Его тесно обступили какие-то странные образы, воспоминания, словно бы пустячные, но при этом мучительные, как бывает во сне. Воспоминания, мысли… даже трудно определить. Он словно оступился неосторожно — и вывалился из времени, настоящее смешалось с прошлым в один протяженный миг, и Нимрам оказался одновременно и теперешним, и шестнадцатилетним, в возрасте своей соседки.
Он ехал в поезде ночью, один, через штат Индиана. Сиденья в вагоне, когда-то плюшевые, красные, все вытерлись от времени, залоснились и почернели. Под рукой — рычажок с черным круглым набалдашником, как на рукоятке переключения скоростей в автомобиле, если нажать, спинка откидывается. А в дальнем конце вагона какой-то старик в черном кашляет, кашляет ужасно, словно хочет выхаркнуть собственные легкие. На весь вагон горит один фонарь, под ним сидит кондуктор в черном картузе, надвинутом на самые очки, и старательно пишет что-то, а сам приговаривает, даже не взглядывая на кашляющего: «А, чтоб ты сдох! А, чтоб ты сдох!» Нимрам увидел все это совершенно отчетливо, даже до жути, и оркестровый перестук колес звучал в его ушах не менее реально, чем гул самолета. Колеса и стыки рельсов аккомпанировали бормотанью кондуктора, подхватывая его и преображая в музыку, в дурацкий, навязчиво повторяющийся мотив: «А, чтоб ты сдох (тук-тук). А, чтоб ты сдох (тук-тук)…»
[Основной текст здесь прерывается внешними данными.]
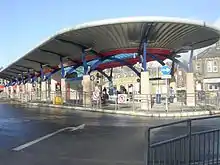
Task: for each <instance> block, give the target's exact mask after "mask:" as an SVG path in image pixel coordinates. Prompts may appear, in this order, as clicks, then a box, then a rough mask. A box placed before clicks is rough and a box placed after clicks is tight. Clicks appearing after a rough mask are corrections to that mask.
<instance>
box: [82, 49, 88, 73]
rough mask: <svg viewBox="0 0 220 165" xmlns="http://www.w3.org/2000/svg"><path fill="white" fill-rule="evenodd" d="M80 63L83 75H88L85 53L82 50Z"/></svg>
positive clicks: (87, 65)
mask: <svg viewBox="0 0 220 165" xmlns="http://www.w3.org/2000/svg"><path fill="white" fill-rule="evenodd" d="M82 62H83V68H84V75H86V74H88V64H87V62H86V52H85V50H84V49H82Z"/></svg>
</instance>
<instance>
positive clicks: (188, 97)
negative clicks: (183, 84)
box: [186, 49, 196, 106]
mask: <svg viewBox="0 0 220 165" xmlns="http://www.w3.org/2000/svg"><path fill="white" fill-rule="evenodd" d="M192 57H193V49H191V52H190V59H189V72H188V73H187V74H186V105H187V106H195V104H196V101H195V82H194V74H193V70H192Z"/></svg>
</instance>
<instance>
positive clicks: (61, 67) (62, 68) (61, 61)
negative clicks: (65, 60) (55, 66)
mask: <svg viewBox="0 0 220 165" xmlns="http://www.w3.org/2000/svg"><path fill="white" fill-rule="evenodd" d="M60 68H61V78H65V70H64V66H63V58H62V57H60Z"/></svg>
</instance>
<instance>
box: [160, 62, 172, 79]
mask: <svg viewBox="0 0 220 165" xmlns="http://www.w3.org/2000/svg"><path fill="white" fill-rule="evenodd" d="M160 71H161V73H162V75H161V78H163V79H169V78H171V75H170V73H171V69H170V67H169V66H167V65H164V66H162V67H161V69H160Z"/></svg>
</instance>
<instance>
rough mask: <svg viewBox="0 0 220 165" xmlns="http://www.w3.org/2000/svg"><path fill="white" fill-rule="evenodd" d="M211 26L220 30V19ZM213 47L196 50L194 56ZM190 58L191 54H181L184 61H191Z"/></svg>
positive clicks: (212, 24)
mask: <svg viewBox="0 0 220 165" xmlns="http://www.w3.org/2000/svg"><path fill="white" fill-rule="evenodd" d="M192 18H193V17H192ZM211 25H213V26H214V27H217V28H219V30H220V17H219V18H218V19H216V20H215V21H214V22H213V23H211ZM211 46H214V45H211ZM211 46H208V47H205V48H201V49H197V50H195V51H194V55H198V54H199V53H201V52H203V51H204V50H205V49H207V48H209V47H211ZM189 56H190V52H188V53H183V54H181V59H184V60H187V61H188V60H189Z"/></svg>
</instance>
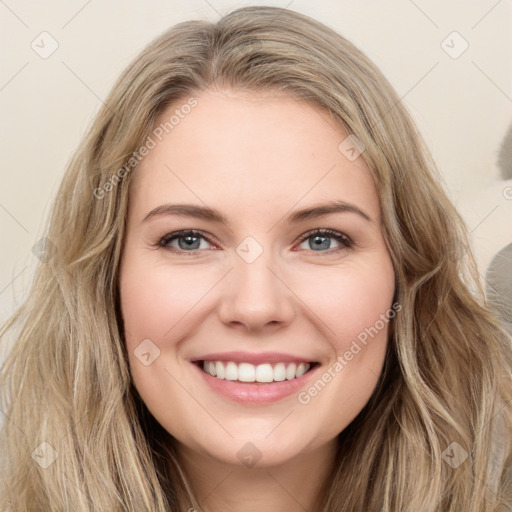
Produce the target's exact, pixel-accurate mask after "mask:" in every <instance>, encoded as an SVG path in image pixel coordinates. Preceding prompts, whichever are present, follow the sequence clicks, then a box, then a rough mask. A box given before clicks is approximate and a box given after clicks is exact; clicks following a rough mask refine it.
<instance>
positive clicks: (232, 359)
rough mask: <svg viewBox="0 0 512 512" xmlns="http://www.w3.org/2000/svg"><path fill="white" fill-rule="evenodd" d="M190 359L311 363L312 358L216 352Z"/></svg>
mask: <svg viewBox="0 0 512 512" xmlns="http://www.w3.org/2000/svg"><path fill="white" fill-rule="evenodd" d="M191 361H192V362H193V363H194V362H198V361H233V362H235V363H251V364H263V363H312V362H314V360H313V359H307V358H304V357H299V356H294V355H292V354H285V353H282V352H258V353H255V352H240V351H236V352H216V353H212V354H205V355H202V356H199V357H194V358H193V359H191Z"/></svg>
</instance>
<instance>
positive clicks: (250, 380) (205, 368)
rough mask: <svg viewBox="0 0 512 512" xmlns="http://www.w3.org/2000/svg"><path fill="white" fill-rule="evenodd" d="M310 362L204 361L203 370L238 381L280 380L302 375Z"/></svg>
mask: <svg viewBox="0 0 512 512" xmlns="http://www.w3.org/2000/svg"><path fill="white" fill-rule="evenodd" d="M310 367H311V364H310V363H299V364H298V365H297V364H295V363H276V364H275V365H272V364H270V363H263V364H259V365H257V366H255V365H253V364H250V363H240V364H236V363H235V362H233V361H229V362H228V363H224V362H222V361H204V362H203V370H204V371H205V372H206V373H209V374H210V375H211V376H212V377H217V378H218V379H226V380H238V381H240V382H274V381H276V382H281V381H283V380H292V379H296V378H299V377H301V376H302V375H304V374H305V373H306V372H307V371H308V370H309V368H310Z"/></svg>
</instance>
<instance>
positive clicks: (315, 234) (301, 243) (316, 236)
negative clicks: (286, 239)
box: [301, 229, 352, 252]
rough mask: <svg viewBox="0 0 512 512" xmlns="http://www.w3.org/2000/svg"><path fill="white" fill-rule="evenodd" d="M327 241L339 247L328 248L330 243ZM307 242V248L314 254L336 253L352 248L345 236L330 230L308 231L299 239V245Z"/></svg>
mask: <svg viewBox="0 0 512 512" xmlns="http://www.w3.org/2000/svg"><path fill="white" fill-rule="evenodd" d="M329 239H334V240H336V242H338V243H339V244H340V245H341V247H337V248H336V247H335V248H332V247H330V245H331V242H330V241H329ZM307 240H310V242H309V248H310V249H312V250H313V251H315V252H336V251H339V250H342V249H347V248H349V247H352V240H351V239H350V238H349V237H348V236H347V235H344V234H343V233H339V232H337V231H333V230H332V229H315V230H314V231H310V232H309V233H306V234H305V235H304V236H303V237H302V238H301V244H302V243H304V242H306V241H307ZM311 240H312V242H311ZM324 249H326V250H324Z"/></svg>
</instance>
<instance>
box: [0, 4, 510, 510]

Он помнит, что засыпал тогда в вагоне и вдруг просыпался, охваченный ужасом, ему казалось, что поезд сошел с рельсов и проваливается в пространство, но при взгляде в окно, за которым проносились смутно-серые кусты и деревья и вспаханные поля, белеющие под луной, будто старые кости, он успокаивался: поезд несся, стуча колесами, но все было в порядке. И происходило это словно бы вот только что, или даже в эту самую минуту, но при всем том еще и страшно давно; с тех пор он пережил бессчетное множество поездок — в поездах, в автобусах, на самолетах, — был дважды женат, женился в третий раз, играл в концертах, дирижировал оркестрами, участвовал в благотворительных вечерах, хоронил друзей. Он видел военные эскадрильи в небе над Бруклином, слышал взрывы в порту, о которых молчали в газетах; был свидетелем рождения Израиля и выступал с Израильским филармоническим оркестром; да чего он только не испытал в жизни! А ей всего шестнадцать лет, ее голова свесилась без подушки, как цветок на слабом, изогнутом стебле. И всего того времени, что он поглотил с такой торопливостью, даже не успев заметить, как оно уходит, — целые столетия, как ему казалось сейчас, — этого времени для девочки не будет.